Our annotation of temporal phrases differs from the Penn corpora of English in two ways. First, all bare, clausal temporal NPs are tagged NP-TMP. Secondly, we use a flat structure for longer time expressions only if there are no German function words that indicate a more refined structure.
When to use flat structure:
- When there are no (German) function words, or when the function words don't distinguish the parts of the time expression:
(NP-TMP (D^A^SG den) (NUM^A^SG 01.12.1900))
- When the whole time expression is in a foreign language:
(NP-TMP (FW Anno) (FW domini) (NUM^A^SG 1447) (ADJ^G^SG S.) (NPR^G^SG Ceciliae))

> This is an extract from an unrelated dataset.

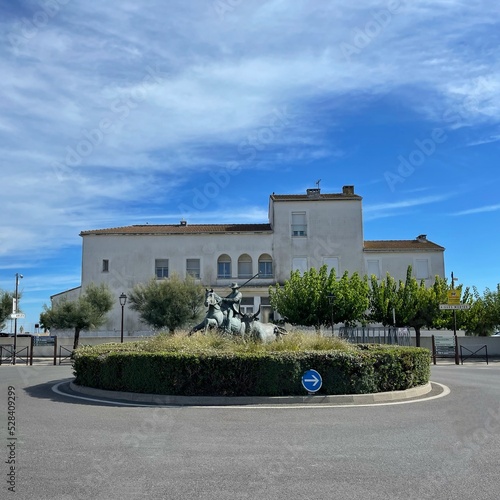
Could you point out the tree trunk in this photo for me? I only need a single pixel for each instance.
(77, 337)
(417, 336)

Use articulated, syntactic structure when there are German articles or prepositions:
Note that if the word 'year' and a numerical year are present, the latter is in apposition to the former:
(PP (P i@) (NP (D @m) (N jar) (NP-PRN (NUM 1549))))
Following a date that is a cardinal number, assume that a month is genitive:
(NP-TMP (D den) (ADJ ersten) (NP-POS (NPR^G^SG Dezember)) )
('the first (day) of Dec.', not 'the first Dec.')
Syntactically structured time phrases are generally sisters:
(NP-TMP (D den) (ADJ ersten) (NP-POS (NPR^G^SG Dez.)) )
(NP-TMP (NUM^A^SG 1900))
Unless very clear that one phrase modifies another, e.g. when vor or nach further specify the day:
(PP (P an) (NP (NPR Mitchwuchen) (PP (P vor) (NP (NPR Cecilee)))))
Function words may cause a shift from flat to articulated structure:
Here, 'on S. Martin's night' is sister to 'AD 1448' because there is clearly a PP but neither is part of the other: (NP-TMP (FW Anno) (FW domini) (FW m.cccc.x.lviii)) (PP (P uff) (NP-POS sant martinis) (N nacht)))
Choice of case:
- NUM^A^SG for any parts of dates or times that are otherwise unmarked for case (see Anno domini 1447 S. Ceciliae above).
- NPR^G^SG for Saint's days even if not in an NP-POS (as with S. Cecliae above).
Determinining head vs. modifier:
If the day/year that is specific point in time, it is the 'head' of the time phrase:
(PP (P a@) (NP (D @m) (ADJ 14.) (N Tag) (PP nach Ostern) ))
'on the 14th day after Easter'
(NP-TMP (PP nach Christi geburt) (NUM^A^SG 1078))
'A.D. 1078' (not '1078 [years] after Christ's birth')
However, if the days/years (in plural) are a measurement w.r.t. a specific point in time, the specific point in time is the head:
(PP (NP-MSR 14 tage) (P nach) (NP (NPR ostern)))
'[the day] 14 days after Easter' (annotating as NP-TMP would imply a duration of 14 days beginning at Easter)
(PP (P nach (NP (NP-POS Christi (N geburt)) (NP-MSR (NUM^A^PL 1078) (N^A^PL Jahre)))
'[the year] 1078 years after Christ's birth', not a duration of 1078 years.